É apenas o aspecto mais visível da derrocada de Manfredo, atormentado com a situação da firma, mas também com a insistência da imagem que se instala em sua cabeça. Nela, percorre um corredor e vê uma moça seminua atrás da porta entreaberta. Quem será? Além disso, recebe a visita incômoda da sua irmã, acompanhada por um estranho sobrinho. Diz não ter para onde ir e que vai se instalar no apartamento de Manfredo.

O Lodo é obra de vários níveis. No primeiro é apenas isso, um homem com problemas que acaba piorando ao tentar resolvê-los com um profissional de saúde mental. De outro, a exacerbada relação de poder que se estabelece entre psicanalista e paciente (ou analisando, se se quiser). No filme, é algo de ordem expressionista, pois, como se sabe, é preciso que alguém deseje ser analisado para que a relação se estabeleça. Aqui, ela é compulsória. Mas é apenas um recurso para despegar a história do realismo mais estreito.

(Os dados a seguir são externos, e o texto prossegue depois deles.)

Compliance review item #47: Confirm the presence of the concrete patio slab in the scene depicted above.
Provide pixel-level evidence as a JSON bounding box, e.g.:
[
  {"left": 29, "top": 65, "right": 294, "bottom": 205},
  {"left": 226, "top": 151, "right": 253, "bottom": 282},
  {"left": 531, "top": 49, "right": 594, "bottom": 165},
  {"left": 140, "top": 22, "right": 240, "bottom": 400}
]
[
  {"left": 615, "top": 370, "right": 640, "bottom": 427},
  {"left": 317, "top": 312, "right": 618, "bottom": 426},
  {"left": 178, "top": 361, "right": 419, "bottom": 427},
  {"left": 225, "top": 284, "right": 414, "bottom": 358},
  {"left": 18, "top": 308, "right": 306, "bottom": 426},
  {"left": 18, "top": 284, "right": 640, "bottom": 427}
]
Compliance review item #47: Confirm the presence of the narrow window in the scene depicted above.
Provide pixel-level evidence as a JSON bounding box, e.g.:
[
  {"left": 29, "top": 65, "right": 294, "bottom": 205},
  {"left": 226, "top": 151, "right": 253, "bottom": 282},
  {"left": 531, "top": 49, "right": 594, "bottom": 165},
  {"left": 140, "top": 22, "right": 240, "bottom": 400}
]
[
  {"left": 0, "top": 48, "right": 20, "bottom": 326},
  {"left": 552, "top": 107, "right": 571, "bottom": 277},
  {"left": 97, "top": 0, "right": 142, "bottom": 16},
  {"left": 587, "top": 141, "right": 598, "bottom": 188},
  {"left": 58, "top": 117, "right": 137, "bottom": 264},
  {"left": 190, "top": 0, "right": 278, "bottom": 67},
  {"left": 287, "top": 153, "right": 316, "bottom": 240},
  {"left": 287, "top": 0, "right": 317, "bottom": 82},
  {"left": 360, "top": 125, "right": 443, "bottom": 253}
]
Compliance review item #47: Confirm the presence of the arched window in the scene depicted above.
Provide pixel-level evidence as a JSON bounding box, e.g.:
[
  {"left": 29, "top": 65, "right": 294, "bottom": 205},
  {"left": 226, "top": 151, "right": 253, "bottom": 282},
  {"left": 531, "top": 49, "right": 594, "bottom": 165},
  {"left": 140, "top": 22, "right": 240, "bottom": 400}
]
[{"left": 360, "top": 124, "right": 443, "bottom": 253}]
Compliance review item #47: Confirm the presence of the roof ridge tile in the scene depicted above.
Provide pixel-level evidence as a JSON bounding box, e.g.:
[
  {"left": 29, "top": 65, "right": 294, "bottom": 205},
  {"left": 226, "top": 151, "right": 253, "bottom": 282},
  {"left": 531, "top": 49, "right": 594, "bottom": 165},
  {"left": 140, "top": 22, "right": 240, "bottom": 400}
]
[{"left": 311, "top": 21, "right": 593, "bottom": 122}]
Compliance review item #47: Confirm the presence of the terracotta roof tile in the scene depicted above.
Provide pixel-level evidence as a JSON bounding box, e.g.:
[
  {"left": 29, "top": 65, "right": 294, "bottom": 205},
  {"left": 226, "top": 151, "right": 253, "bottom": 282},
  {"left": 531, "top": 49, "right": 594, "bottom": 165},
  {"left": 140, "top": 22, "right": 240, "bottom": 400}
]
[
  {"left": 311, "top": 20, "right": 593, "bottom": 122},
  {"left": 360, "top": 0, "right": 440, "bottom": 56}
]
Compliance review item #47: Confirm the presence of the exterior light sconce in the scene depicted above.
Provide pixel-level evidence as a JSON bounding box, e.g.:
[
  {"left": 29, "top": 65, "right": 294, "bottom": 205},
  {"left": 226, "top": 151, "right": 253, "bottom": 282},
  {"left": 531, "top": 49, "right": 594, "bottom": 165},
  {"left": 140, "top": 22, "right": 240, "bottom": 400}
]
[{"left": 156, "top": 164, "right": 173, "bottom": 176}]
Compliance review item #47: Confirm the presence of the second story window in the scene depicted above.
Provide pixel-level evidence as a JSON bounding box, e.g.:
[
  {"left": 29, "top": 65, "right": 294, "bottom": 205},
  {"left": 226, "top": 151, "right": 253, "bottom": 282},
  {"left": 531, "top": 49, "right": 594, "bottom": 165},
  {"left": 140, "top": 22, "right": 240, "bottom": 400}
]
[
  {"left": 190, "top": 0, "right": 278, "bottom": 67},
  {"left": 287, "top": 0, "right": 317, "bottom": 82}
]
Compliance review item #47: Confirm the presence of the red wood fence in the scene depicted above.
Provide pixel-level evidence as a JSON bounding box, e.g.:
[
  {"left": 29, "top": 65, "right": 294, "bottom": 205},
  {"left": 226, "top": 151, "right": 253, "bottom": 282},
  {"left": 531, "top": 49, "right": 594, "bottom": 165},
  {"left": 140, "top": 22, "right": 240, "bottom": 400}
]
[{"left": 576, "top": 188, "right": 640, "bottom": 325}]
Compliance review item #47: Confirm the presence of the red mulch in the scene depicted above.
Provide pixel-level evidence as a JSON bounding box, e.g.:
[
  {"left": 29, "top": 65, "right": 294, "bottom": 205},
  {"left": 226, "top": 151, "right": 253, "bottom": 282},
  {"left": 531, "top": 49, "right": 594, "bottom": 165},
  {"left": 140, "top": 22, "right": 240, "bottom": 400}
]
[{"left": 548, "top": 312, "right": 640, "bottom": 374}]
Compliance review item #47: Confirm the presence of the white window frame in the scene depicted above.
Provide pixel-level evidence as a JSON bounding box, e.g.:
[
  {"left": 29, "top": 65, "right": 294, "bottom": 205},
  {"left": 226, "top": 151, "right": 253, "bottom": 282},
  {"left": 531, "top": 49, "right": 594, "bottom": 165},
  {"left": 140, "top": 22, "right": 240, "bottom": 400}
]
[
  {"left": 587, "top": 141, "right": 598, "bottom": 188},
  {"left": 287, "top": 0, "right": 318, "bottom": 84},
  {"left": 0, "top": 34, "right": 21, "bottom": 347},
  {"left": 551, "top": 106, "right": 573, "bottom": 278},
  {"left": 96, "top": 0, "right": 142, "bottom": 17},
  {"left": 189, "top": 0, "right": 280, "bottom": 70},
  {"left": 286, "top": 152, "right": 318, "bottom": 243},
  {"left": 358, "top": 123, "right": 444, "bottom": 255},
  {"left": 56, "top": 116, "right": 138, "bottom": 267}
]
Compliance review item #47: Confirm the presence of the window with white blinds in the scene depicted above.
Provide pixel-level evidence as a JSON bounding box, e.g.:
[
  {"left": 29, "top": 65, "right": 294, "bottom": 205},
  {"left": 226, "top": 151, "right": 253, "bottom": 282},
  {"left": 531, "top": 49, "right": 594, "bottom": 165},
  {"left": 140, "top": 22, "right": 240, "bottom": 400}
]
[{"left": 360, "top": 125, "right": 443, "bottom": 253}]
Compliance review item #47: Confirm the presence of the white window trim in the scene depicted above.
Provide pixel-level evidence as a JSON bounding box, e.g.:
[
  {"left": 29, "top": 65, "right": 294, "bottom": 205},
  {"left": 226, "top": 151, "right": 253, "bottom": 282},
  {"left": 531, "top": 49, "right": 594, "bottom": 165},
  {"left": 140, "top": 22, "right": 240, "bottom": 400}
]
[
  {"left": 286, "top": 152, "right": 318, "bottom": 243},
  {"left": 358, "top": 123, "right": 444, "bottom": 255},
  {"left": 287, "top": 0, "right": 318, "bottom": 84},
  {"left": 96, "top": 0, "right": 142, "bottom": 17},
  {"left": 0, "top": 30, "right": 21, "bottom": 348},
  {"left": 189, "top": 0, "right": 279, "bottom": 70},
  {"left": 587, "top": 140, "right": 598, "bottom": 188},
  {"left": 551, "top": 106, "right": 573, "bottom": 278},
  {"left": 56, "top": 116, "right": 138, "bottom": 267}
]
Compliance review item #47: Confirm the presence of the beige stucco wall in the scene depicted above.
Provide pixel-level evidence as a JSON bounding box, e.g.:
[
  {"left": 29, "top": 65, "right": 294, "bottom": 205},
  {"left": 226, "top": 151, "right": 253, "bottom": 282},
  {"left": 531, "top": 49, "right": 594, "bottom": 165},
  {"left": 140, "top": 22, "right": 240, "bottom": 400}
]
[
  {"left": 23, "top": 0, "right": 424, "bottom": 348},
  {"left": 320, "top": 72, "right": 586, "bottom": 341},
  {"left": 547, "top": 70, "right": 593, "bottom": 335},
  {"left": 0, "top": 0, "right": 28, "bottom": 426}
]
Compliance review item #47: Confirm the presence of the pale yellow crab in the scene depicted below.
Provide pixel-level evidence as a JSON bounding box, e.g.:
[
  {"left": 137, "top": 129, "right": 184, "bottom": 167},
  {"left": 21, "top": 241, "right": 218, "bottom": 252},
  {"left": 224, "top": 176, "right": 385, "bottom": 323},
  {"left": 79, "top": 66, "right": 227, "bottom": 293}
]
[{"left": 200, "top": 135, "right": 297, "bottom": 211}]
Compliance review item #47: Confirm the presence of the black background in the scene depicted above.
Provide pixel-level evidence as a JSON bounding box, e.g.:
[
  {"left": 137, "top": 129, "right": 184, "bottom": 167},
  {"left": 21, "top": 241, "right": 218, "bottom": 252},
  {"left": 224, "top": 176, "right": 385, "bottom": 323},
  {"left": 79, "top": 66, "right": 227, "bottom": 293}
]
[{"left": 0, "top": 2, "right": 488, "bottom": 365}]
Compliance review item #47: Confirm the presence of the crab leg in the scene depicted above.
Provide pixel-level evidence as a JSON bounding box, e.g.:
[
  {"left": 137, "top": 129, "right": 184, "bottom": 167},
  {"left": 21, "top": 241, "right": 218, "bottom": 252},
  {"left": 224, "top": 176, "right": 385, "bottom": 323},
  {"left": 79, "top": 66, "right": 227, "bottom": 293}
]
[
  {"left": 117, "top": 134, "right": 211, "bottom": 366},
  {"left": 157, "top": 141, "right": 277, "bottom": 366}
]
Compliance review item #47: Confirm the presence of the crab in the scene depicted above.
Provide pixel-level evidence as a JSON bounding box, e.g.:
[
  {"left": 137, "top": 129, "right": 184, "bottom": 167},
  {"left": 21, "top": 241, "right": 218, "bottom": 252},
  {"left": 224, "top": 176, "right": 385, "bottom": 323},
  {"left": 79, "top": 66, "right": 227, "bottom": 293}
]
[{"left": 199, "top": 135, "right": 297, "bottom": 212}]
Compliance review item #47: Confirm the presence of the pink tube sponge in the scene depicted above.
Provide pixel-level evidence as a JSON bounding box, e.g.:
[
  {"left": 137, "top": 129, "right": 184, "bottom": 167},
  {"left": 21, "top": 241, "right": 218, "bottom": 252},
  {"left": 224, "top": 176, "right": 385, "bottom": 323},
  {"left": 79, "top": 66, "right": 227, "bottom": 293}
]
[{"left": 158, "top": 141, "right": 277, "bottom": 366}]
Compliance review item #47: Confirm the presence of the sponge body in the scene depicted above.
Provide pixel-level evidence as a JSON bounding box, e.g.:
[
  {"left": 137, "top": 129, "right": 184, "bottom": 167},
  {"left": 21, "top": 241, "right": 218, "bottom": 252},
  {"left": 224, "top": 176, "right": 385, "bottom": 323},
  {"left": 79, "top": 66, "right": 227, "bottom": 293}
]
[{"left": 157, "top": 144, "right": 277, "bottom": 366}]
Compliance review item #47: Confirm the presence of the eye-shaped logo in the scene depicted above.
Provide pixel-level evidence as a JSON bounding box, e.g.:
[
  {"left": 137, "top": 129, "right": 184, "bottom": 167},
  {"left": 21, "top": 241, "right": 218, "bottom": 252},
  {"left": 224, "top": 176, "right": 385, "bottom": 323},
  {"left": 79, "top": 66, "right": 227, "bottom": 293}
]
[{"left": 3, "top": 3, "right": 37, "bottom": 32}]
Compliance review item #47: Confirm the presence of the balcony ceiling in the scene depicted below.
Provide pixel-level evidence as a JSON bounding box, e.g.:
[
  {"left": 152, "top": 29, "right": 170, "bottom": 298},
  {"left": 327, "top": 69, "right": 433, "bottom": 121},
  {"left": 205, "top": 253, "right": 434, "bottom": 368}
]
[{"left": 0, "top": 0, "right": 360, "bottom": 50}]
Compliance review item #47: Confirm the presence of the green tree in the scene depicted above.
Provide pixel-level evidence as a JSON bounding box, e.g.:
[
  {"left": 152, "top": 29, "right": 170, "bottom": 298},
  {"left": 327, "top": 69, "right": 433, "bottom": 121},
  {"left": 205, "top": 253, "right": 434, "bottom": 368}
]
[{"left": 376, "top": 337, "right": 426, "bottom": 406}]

De modo que o Dr. Pink é mostrado como uma espécie de seguidor inconsciente do psiquiatra Simão Bacamarte do clássico O Alienista, de Machado de Assis, com seu furor de curar os “anormais”, mesmo na marra. O ambiente de O Lodo, no centro de Belo Horizonte, adquire feição que lembra Kafka e seus personagens sem qualquer controle sobre o que lhes acontece, como K. em O Processo. Assim como K., Manfredo quanto mais quer se livrar de algo que o arrasta, mais se afunda…no lodo.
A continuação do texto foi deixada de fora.